Mientras no se recupere el valor de la verdad, del
mérito, del servicio, de la justicia, toda política seguirá siendo una versión
distinta del desastre. La historia de Bolivia es un eterno retorno de su peor
versión. Debemos repensar la responsabilidad moral y política en el país. Enfrentar
y combatir la profundidad incómoda: ¿dónde están y quiénes son los culpables? La
culpabilidad no depende del conocimiento total de los hechos, sino del acto
mismo de mirar hacia otro lado cuando la tragedia se estaba gestando.
El escritor checo Milan Kundera en La insoportable levedad del ser, nos ayuda en la reflexión al plantear
que la ignorancia no exime del peso de la culpa —Edipo, aun sin saber, se
castigó porque entendió que, de algún modo, era parte de una cadena de errores
fatales. Esa es la dimensión trágica de la existencia humana: somos
responsables, incluso cuando no queremos serlo.
En Bolivia, las élites intelectuales de izquierda y el
ecosistema de Organizaciones No Gubernamentales (ONG), jugaron un papel
determinante en legitimar al MAS, incluso cuando los signos de autoritarismo,
corrupción, populismo y violencia eran evidentes. Su respaldo no fue ingenuo:
fue cómplice. Sabían, pero decidieron no mirar con claridad porque el relato
revolucionario era más cómodo que la verdad. Prefirieron el mito del “Estado
Plurinacional”, a la denuncia del caudillismo rampante. Prefirieron el símbolo
de Evo, a la devastación institucional que lo acompañaba.
Y ahora muchos de esos actores han mutado. Ya no son
fervientes defensores, pero tampoco han hecho autocrítica seria, ni asumieron alguna
responsabilidad pública. Hoy se presentan como críticos técnicos, consultores
neutros, analistas ilustrados.
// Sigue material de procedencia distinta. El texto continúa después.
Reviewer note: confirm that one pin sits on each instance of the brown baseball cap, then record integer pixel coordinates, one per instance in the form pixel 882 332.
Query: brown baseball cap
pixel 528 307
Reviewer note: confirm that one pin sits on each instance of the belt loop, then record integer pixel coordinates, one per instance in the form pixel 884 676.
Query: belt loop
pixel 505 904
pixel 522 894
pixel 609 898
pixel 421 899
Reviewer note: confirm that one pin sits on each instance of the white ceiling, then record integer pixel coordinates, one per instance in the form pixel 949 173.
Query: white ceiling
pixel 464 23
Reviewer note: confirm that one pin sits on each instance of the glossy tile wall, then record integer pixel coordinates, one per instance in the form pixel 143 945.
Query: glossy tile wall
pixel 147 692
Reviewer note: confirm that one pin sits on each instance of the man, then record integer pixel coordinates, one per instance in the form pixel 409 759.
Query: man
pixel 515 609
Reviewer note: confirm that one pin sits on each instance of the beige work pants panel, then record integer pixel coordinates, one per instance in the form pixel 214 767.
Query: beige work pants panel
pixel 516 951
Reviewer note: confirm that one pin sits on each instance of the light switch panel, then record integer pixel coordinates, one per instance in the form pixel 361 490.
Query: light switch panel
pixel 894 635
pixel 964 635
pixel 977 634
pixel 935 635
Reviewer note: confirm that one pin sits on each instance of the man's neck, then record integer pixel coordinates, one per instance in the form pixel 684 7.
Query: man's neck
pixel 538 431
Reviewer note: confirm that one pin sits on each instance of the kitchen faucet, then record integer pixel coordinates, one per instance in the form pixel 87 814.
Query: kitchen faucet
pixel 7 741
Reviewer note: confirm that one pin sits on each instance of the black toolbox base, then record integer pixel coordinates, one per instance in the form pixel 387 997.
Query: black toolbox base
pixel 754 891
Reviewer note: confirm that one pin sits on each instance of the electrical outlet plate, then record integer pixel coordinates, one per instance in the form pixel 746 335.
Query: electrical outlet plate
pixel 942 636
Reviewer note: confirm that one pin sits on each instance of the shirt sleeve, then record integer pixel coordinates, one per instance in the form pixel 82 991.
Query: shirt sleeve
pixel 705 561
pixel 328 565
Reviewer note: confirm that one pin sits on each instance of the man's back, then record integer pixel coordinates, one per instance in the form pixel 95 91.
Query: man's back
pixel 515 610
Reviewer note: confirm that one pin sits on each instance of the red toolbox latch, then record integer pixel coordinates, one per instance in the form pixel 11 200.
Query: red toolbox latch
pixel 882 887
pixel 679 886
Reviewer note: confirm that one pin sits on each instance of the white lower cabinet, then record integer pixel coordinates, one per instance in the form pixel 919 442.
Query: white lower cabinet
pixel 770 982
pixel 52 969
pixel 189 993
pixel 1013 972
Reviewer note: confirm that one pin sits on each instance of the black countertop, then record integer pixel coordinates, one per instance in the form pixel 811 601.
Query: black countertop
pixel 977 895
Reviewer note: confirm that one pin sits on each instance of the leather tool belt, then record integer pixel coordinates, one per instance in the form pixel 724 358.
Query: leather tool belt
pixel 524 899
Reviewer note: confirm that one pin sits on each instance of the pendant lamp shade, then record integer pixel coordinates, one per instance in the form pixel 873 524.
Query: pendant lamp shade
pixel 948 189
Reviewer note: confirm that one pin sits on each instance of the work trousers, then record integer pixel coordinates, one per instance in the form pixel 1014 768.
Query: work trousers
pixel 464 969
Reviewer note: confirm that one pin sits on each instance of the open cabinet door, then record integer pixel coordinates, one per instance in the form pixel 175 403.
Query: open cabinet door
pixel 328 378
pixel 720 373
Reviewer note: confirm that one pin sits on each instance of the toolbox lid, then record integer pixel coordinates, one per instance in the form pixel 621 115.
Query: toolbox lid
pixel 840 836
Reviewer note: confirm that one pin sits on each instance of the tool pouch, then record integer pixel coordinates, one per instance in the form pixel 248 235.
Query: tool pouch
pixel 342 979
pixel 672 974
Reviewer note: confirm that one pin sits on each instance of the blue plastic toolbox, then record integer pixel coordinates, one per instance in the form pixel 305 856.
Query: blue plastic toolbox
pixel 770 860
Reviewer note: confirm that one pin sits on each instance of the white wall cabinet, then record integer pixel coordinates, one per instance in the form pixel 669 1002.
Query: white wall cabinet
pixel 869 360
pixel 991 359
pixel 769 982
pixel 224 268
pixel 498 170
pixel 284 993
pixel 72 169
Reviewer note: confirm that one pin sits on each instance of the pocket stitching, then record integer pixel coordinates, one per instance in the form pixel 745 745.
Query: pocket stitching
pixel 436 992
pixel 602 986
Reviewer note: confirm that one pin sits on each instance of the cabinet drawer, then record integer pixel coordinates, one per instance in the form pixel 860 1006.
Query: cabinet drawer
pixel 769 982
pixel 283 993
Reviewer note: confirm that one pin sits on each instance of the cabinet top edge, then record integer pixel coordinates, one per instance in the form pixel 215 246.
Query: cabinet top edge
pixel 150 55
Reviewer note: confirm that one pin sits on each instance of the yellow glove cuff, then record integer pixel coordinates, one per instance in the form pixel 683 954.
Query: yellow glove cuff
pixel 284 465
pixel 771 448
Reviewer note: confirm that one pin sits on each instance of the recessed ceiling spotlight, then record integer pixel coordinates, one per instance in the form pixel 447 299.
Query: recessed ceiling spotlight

Se reacomodaron a la debacle, sobrevivieron al
naufragio, agarrados a las tablas del sistema que ayudaron a hundir. Son lo que
Cioran habría llamado “los exiliados del fracaso, sin remordimiento, pero con
prestigio”.
La indiferencia es una forma sutil de corrupción moral. Y
la historia boliviana está llena de esos silencios ruidosos, donde lo ético fue
sustituido por lo funcional, lo revolucionario por lo utilitario. Si Edipo, en
su ceguera, asumió el castigo como expiación, los intelectuales funcionales al
MAS han decidido no sacarse los ojos, sino ponerse lentes oscuros y seguir
escribiendo documentillos y haciendo
talleres en hoteles de cinco estrellas. La tragedia no se limita a los protagonistas
visibles, también la tejen los espectadores que callan, los supuestos sabios
que aplauden, los expertos que prefieren conservar sus consultorías, antes que
denunciar la destrucción de lo público.
En Bolivia, todos somos sospechosos —no porque hayamos
gobernado, sino porque dejamos que la mentira se vuelva sistema. Y como Edipo,
tal vez lo peor no es la culpa que se asume, sino la que se niega mientras se
sigue viviendo como si nada hubiera ocurrido.